In March this year, the Cabinet Committee on Security (CCS) approved procurement of 15 LCH Limited Series Production (LSP) — 10 for IAF and five for Army — at the cost of Rs 3,887 crore along with infrastructure sanctions worth Rs 377 crore.
Features, significance of the Light Combat Helicopter
LCH has the maximum take-off weight of 5.8 tonnes, maximum speed of 268 kilometers per hour, range of 550 kilometers, endurance of over three hours and service ceiling — the maximum density altitude to which it can fly — of 6.5 kilometres.
The helicopter uses radar-absorbing material to lower radar signature and has a significantly crash-proof structure and landing gear. A pressurised cabin offers protection from nuclear, biological and chemical (NBC) contingencies.
The helicopter is equipped with a countermeasure dispensing system that protects it from enemy radars or infrared seekers of the enemy missiles. As far as weapons systems are concerned, a 20 mm turret gun, 70 mm rockets and air-to-air missile systems are onboard.

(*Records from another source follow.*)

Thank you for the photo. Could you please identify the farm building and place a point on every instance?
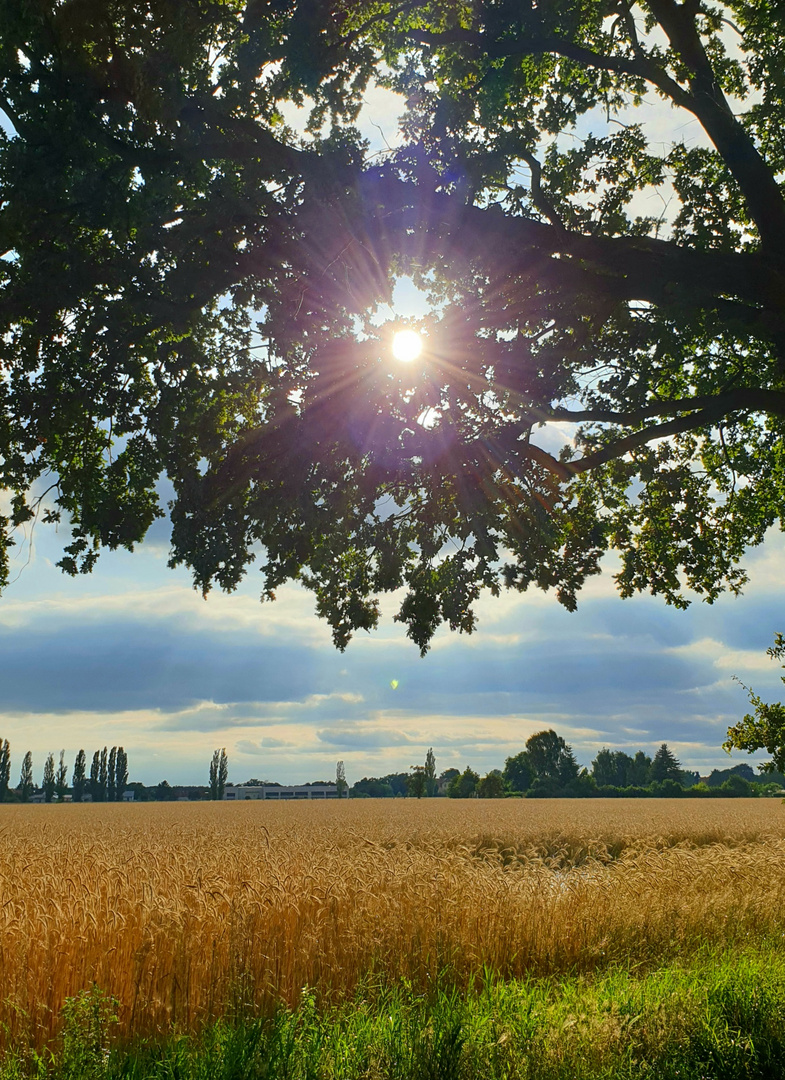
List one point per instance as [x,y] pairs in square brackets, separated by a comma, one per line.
[273,792]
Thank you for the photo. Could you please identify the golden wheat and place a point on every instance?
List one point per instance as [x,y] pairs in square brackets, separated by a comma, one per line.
[183,912]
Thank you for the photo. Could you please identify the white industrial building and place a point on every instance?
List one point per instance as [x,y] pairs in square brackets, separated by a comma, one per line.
[239,794]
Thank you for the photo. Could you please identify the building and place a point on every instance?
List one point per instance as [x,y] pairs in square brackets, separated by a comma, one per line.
[239,794]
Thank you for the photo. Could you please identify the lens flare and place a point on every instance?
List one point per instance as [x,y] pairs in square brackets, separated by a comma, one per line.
[407,346]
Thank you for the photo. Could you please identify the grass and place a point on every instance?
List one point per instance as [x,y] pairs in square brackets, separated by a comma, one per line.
[194,915]
[719,1017]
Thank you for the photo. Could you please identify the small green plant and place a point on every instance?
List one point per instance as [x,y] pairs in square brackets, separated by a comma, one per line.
[88,1020]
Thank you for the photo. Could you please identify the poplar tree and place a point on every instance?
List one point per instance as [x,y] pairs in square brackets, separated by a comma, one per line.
[4,768]
[111,790]
[121,772]
[61,781]
[214,774]
[79,779]
[103,771]
[27,785]
[430,771]
[95,777]
[222,772]
[340,779]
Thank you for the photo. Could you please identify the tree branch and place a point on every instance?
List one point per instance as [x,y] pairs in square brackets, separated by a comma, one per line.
[623,446]
[743,399]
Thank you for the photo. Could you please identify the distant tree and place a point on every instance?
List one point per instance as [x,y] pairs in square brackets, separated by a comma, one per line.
[765,727]
[95,777]
[463,785]
[418,781]
[214,774]
[340,780]
[26,784]
[552,758]
[373,787]
[446,778]
[79,780]
[665,766]
[49,779]
[688,778]
[103,775]
[518,772]
[736,786]
[121,772]
[111,787]
[61,780]
[222,772]
[430,773]
[4,768]
[612,768]
[718,777]
[639,773]
[491,786]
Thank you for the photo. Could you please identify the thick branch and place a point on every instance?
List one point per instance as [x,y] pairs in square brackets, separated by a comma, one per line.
[623,446]
[746,399]
[640,67]
[755,178]
[625,268]
[704,99]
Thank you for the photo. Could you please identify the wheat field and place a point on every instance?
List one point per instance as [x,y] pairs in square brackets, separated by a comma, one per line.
[187,912]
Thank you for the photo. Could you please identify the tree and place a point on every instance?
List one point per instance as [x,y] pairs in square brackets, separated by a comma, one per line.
[491,786]
[184,277]
[214,774]
[518,772]
[79,780]
[640,770]
[49,779]
[95,778]
[4,768]
[222,772]
[463,785]
[765,727]
[665,766]
[103,777]
[430,773]
[340,779]
[551,758]
[121,772]
[446,778]
[61,780]
[26,784]
[111,790]
[418,781]
[613,768]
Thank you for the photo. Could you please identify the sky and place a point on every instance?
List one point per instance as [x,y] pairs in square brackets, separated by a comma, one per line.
[132,656]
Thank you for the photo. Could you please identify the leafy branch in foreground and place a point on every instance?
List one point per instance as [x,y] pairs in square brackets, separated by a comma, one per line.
[193,288]
[765,728]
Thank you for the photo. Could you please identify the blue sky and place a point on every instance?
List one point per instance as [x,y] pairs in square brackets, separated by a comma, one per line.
[132,656]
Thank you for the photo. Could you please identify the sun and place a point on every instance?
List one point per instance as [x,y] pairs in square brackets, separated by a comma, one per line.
[407,346]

LCH is powered by two French-origin Shakti engines manufactured by the HAL.
With these features, the LCH has the capabilities of combat roles such as destruction of enemy air defence, counter insurgency warfare, combat search and rescue, anti-tank, and counter surface force operations.
The road ahead
According to HAL there is a projected requirement of 160 LCHs — 65 for IAF and 95 for Indian Army. After receiving a contract for the LSP in March, some units have already been delivered and the rest are at various stages of acceptance. HAL has said that it has drawn a detailed masterplan for achieving the peak rate production capacity of 30 helicopters per year in order to produce the remaining 145 LCHs in eight years from the date of signing of Series Production order.
The LCH was formally inducted into the Army on September 29 at Bangalore and into the IAF at Jodhpur.
For export, the HAL has already obtained a no objection certificate from the Ministry of Defence for countries like Malaysia, Thailand, Vietnam, Angola, Egypt, Indonesia, Ecuador and Nigeria, sources have said.